A filing with the International Telecommunication Union (ITU), dating back to April, suggest that the first phase will encompass 36 polar orbital planes, each filled with 36 satellites (for a total of 1,296).
Meanwhile, during the above-mentioned press conference, state officials also confirmed that the first few test satellites have already been launched and successfully connected.
While China remains behind in the space race for now, it’s only a matter of time until the country, which has a longstanding history of technological excellence coupled with a healthy dose of copycatting and corporate espionage, catches up.
Does Starlink Work in China?
No, Starlink does currently not work in China. You can check where Starlink is currently available on its availability map, which also details future launch dates.
As detailed in the previous chapter, China is currently working on its own satellite constellation. The resulting internet service would then be offered within China and in countries participating in the Belt and Road initiative.
A few countries have already agreed to use China’s satellite navigation system, including Belarus, Venezuela, and Pakistan.
Since Starlink utilizes geofencing, it will likely turn off internet access once you’re crossing Chinese borders (if border agents even let you in with a Starlink device in the first place).
Additionally, none of the other countries that border China are yet approved for Starlink. The two that are closest, namely Kyrgyzstan and Nepal, are set to welcome Starlink sometime in 2023.
Meanwhile, Mongolia issued a licensed to Starlink back in early July 2023, which prompted Chinese military officials to voice their concerns over potential security breaches.
However, given the dependence Musk’s other companies, in particular, Tesla, have on China, it is extremely unlikely that SpaceX would enable internet access in the country.
As for neighboring states, Starlink is able to implement geofencing, so the ability to access the internet via LEO satellites will solely remain within these neighboring countries.
Can China Block Starlink?
Yes and no. Starlink will not be made available in China. So, from a regulatory perspective, China has the ability to block Starlink within its own country.
However, that blocking ability is limited to its own borders. There is very little China could do to halt Starlink’s existing service in other countries.
That’s because of the way Starlink is set up. Starlink takes advantage of a constellation of thousands of satellites, which roam earth’s low orbit.
The first version (v1.0) of those satellites utilizes ground stations to deliver signals to a customer’s dish. Theoretically, China or any other entity could have destroyed those ground stations and thus put all signals to a halt.

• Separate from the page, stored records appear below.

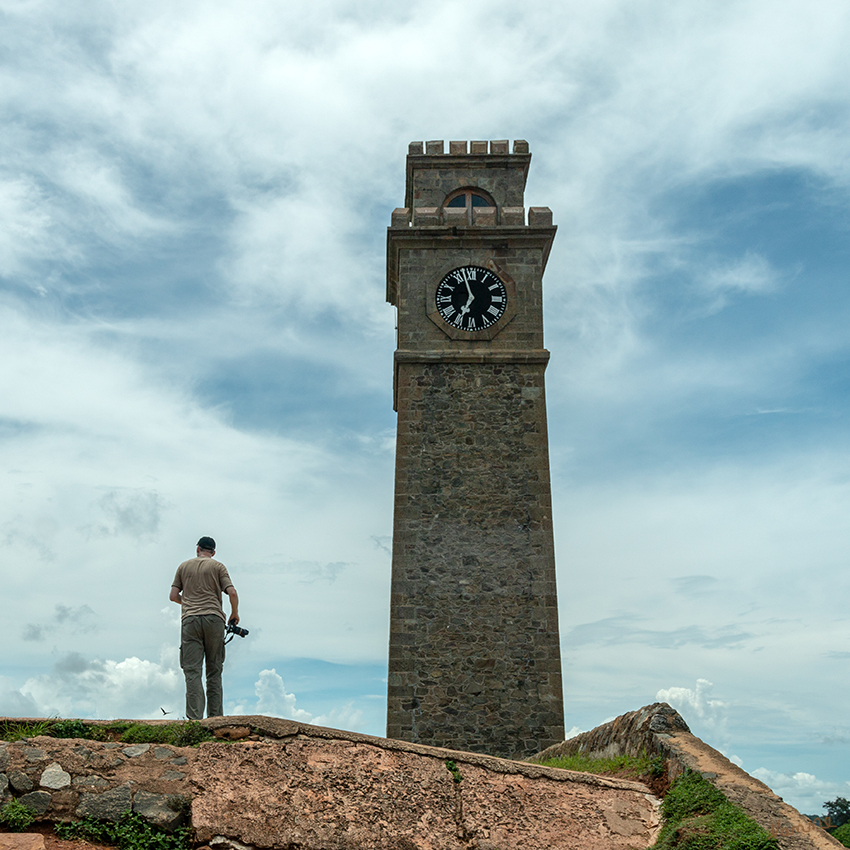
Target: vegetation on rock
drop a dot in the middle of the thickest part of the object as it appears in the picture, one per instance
(16, 816)
(699, 817)
(623, 766)
(185, 734)
(132, 832)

However, Starlink has since introduced v1.5 and v2.0 satellites, which utilize lasers to communicate with each other and the customer’s dishes back down on earth. As a result, ground stations will become increasingly redundant.
Even if one or dozens of those satellites would be shot down, then Starlink would continue to function (albeit with less coverage and bandwidth).
The only way Starlink could theoretically be blocked is through signal jamming. In fact, jamming satellites are now a common tool used during times of war.
But Starlink, as the conflict in Ukraine has shown, is able to circumvent signal jamming attacks simply by updating a few lines of code.
So, while there are theoretical options with how Starlink could be blocked outside of China, it is highly unlikely that the Chinese government would engage in such attacks without being explicitly provoked to do so.